The video provides a detailed guide on spotting divergences in day trading to increase success rates, focusing on regular and hidden divergences for profitable trades. It emphasizes using the RSI indicator and candlestick patterns to identify potential trend reversals and continuations. Traders are advised to set a risk to reward ratio of 1:2, take profits at specific targets, and avoid greed. The importance of analyzing divergences on different indices and using higher time frames for reliable results is highlighted. The video encourages viewers to rewatch for a comprehensive understanding and offers strategies for consistent profitability in trading.

✨ Highlights
📊 Transcript
Importance of spotting divergences in day trading for increased success rates.
Personal experiences shared of initial losses due to inability to spot divergences.
Focusing on spotting regular or hidden divergences led to profitable trading.
Detailed guide provided on entering trades based on divergences for high success probabilities.
Viewers guided on adjusting RSI settings on TradingView to enhance trading analysis.
Trading with RSI Indicator: Importance of Divergence
Regular bullish divergence signals a possible trend reversal, while regular bearish divergence indicates a potential downward movement.
Traders should wait for rejection candles, set stop losses, and maintain a risk to reward ratio of 1:2.
Profit should be taken at specific targets to ensure a risk-free trade, and greed should be avoided.
This strategy is especially beneficial for new traders to secure profits.
Hidden divergences in day trading.
Hidden bullish divergences involve price making higher lows and RSI making lower lows, indicating an uptrend.
Hidden bearish divergences involve price making lower highs and RSI making higher highs, suggesting a downtrend.

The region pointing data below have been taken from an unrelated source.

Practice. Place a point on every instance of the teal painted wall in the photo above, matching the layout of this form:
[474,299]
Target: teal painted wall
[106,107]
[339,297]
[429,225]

Traders can use these divergences to identify potential trend continuations or reversals.
Utilizing hidden divergences can help traders make informed decisions and improve their trading strategies for higher success rates.
Trading with a one to two risk to reward ratio can lead to potential profits.
Specific trade examples include gaining 36 pips on the Euro/Australian Dollar and 41 pips on the Australian Dollar/U.S. Dollar.
Analyzing divergences, especially bullish and bearish ones, on different indices is crucial.
Conducting analysis on higher time frames is recommended for more reliable results.
Avoiding false signals by waiting for confirmation and using trend lines for trend reversal trades is advised.
Importance of candlestick patterns in trading for recognizing trend reversals.
Rejection candles are emphasized as entry points in trading.
Price action and RSI indicators are highlighted for analysis.
Regular and hidden divergences are covered for a comprehensive understanding.
Viewers are encouraged to rewatch the video for full grasp of the strategy and potential success.